Hate this feeling - TLC Mom

Friday, February 7, 2014

Hate this feeling

The push and pull to quit Breast feeding is driving me nuts. I've finally put my foot down. If in 3 days my supply issues haven't gotten better (she'll be three months) then I'm done completely. I need to set some kind of a deadline. Otherwise I'm going to continue battling, "I'll give it one more shot." then after I pump/feed "That was my last feed."

PCOS has shot my supply. I'm on metformin, and some suppliments, I'm pumping at work and getting at most 1oz a pump (that's total after pumping both sides) Anastasia is easily feeding 4 oz per feed and is now starting to get fussy after 4. I'm frustrated not when I feed her but more when I pump and seeing the amounts just is like a dagger to the heart. Of course my body couldn't produce enough, it's failed me at everything else motherhood (getting pregnant, miscarriages (can't even sustain without medical intervention), having to have a c-section because my pelvis is too small then developing bendl's ring, now breast milk. I'm just fed up and should have from the get go went with formula. Tired of feeling disappointed in my body. Just feels like the nail in the coffin to my womanhood.

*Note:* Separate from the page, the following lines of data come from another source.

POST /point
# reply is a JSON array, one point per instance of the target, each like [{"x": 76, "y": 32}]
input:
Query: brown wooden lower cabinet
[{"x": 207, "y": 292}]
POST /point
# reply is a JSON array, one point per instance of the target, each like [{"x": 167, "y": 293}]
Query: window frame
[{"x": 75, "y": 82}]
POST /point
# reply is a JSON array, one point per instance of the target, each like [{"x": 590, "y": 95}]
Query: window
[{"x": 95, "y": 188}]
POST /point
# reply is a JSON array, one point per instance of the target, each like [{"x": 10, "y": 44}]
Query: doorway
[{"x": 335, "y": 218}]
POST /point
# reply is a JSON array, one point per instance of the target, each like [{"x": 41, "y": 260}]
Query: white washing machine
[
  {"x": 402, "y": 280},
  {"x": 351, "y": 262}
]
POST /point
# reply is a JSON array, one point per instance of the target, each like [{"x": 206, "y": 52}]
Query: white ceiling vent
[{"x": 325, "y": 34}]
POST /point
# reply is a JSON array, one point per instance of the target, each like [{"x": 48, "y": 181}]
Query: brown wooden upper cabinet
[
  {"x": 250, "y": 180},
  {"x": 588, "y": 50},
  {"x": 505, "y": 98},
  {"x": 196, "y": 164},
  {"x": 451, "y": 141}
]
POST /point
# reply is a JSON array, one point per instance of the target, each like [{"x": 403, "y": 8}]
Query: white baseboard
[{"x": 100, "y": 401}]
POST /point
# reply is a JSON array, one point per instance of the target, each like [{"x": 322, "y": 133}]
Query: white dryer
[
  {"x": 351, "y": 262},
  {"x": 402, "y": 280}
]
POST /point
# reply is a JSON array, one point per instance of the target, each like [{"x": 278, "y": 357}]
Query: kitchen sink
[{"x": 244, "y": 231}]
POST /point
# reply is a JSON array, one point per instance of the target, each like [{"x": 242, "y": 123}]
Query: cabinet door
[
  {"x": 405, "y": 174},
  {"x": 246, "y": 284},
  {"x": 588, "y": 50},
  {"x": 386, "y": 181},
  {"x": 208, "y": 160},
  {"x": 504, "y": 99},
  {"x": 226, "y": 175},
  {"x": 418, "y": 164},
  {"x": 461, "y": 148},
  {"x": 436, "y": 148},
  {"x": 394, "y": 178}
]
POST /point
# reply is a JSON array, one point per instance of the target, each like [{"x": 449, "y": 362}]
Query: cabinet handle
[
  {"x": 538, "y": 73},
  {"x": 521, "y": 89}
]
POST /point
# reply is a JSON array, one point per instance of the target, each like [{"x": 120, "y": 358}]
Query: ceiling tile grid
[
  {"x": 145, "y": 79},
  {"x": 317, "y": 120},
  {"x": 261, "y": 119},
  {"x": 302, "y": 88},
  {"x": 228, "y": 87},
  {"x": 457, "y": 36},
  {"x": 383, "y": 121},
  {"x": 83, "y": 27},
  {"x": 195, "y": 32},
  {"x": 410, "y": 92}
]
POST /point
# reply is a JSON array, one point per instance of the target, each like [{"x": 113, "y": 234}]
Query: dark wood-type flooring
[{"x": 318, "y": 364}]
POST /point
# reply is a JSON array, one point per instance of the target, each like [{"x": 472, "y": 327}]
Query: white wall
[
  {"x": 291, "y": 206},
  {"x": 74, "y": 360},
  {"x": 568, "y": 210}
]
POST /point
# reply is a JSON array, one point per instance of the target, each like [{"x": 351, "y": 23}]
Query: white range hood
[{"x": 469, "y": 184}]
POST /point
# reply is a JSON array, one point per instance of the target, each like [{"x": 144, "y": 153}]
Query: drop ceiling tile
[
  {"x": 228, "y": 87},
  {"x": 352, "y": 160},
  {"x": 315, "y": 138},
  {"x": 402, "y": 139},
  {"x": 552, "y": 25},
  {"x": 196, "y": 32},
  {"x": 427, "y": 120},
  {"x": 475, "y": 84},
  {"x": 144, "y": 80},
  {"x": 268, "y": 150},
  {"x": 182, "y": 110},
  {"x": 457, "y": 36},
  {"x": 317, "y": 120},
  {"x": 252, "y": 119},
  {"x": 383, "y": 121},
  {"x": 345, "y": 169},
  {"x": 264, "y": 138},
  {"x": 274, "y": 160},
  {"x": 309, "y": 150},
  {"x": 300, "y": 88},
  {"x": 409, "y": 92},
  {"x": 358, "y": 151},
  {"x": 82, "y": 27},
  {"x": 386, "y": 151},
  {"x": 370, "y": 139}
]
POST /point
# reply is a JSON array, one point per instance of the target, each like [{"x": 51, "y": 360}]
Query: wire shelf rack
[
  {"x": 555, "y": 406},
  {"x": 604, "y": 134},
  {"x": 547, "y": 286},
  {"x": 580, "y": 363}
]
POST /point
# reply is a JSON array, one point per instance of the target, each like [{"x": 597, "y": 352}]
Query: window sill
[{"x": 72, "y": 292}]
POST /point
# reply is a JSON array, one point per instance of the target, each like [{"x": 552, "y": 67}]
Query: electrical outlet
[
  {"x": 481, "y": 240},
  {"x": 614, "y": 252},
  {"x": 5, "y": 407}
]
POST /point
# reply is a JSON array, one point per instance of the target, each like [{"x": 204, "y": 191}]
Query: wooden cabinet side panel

It's not even the fact that I have to formula feed my daughter. I've been doing that since the day she was born. It's more that I just wish I could have been cut some slack when it comes to my body in the motherhood department. Everything we've gone through just feels like another slap to the proverbial face. Loosing that faith and even TRUST in your body time and time again sucks. If anything those are the emotions that are bringing me down the most.

I said in the beginning that at first sign that I was having issues I'd stop. I think part of me hoped if there was an issue it'd be with Anastasia just having problems latching etc. I don't think I fully bought into having supply issues. (Silly me considering I have pcos). So now that the time has come I find my drive for going out and buying supplements, going back on Metformin have been for more self serving purposes than anything else (Selfish to think this way isn't it?). I've just realized (literally as I write this I had an epiphany) that my drive has been because I didn't want my body failing me again. I wanted to prove to myself that my body was cut out for motherhood (only in the body sense, I know who I am as a mother to Anastasia. I've never questioned that), that with this one thing I could do it. So I went the extra mile and I think that's making it even harder. Why didn't I just listen to myself, the calm rational me? I really think I could have saved myself a lot of heartache.

/rant. Needed to get that out so I could move on from this.